Fig. 6: Regulation of GSK-3β and PERK by CO sustain nuclear TFEB levels, leading to suppressed amyloidogenesis.

a–d SH-SY5Y cells were treated with 20 μM CORM-A1 after the cells were transfected with CA-GSK-3β or treated with 1 μM GSK2606414. Nuclear and cytoplasmic fractions extracted from SH-SY5Y cells were analyzed by western blotting using TFEB antibody (left), and quantification of nuclear TFEB and cytosol TFEB was analyzed (right) (a). The levels of p-GS, GS, p-eIF2α, and eIF2α expression were assessed by western blotting (b). Quantification of p-GS and p-eIF2α (c). The protein expression of autophagy protein LC3-I/-II and lysosomal protein LAMP1 was detected by western blotting (left panel) (d), and quantification of LC3-II conversion and LAMP1 is shown in the right panels. e SH-SY5Y cells were transfected with APP-Swe/Ind and then treated with 20 μM CORM-A1 for 12 h in the presence or absence of 1 μM GSK2606414. The levels of APP, LAMP1, LC3-I/-II, p-eIF2α, and eIF2α expression were detected by western blotting. f SH-SY5Y cells were co-transfected with APP-Swe/Ind and siTfeb for 36 h and were treated with 20 μM CORM-A1 for 12 h.

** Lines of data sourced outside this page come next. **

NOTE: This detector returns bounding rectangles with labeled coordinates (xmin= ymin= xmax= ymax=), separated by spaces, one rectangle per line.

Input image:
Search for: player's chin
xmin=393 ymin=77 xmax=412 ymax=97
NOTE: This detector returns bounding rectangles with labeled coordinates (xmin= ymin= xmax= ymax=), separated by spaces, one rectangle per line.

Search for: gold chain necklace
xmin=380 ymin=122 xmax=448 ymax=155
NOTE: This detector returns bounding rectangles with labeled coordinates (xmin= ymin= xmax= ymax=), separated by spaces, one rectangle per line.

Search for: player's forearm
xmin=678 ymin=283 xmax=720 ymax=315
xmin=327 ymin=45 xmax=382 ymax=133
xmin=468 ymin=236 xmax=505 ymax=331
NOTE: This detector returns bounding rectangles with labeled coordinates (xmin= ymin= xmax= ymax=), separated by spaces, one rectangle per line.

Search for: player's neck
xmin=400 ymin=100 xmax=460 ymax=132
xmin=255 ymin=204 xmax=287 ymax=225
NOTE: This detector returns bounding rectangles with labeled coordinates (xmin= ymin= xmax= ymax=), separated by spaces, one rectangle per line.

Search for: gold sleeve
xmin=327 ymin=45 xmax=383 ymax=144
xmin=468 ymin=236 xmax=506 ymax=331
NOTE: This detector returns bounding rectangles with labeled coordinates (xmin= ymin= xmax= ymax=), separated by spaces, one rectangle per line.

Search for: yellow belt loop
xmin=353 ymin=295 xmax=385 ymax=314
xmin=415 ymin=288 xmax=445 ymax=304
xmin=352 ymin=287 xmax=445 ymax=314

The levels of APP, LAMP1, LC3-I/-II, and TFEB were analyzed by western blotting. g SH-SY5Y cells were treated with 20 μM CORM-A1 after the cells were co-transfected with CA-GSK-3β and APP-Swe/Ind or treated with 1 μM GSK2606414. The protein expression of FL-APP was determined by western blotting (left), and quantification of FL-APP was analyzed (right). Data were expressed as mean ± SD; *p < 0.05, **p < 0.01, ***p < 0.001, and NS not significant.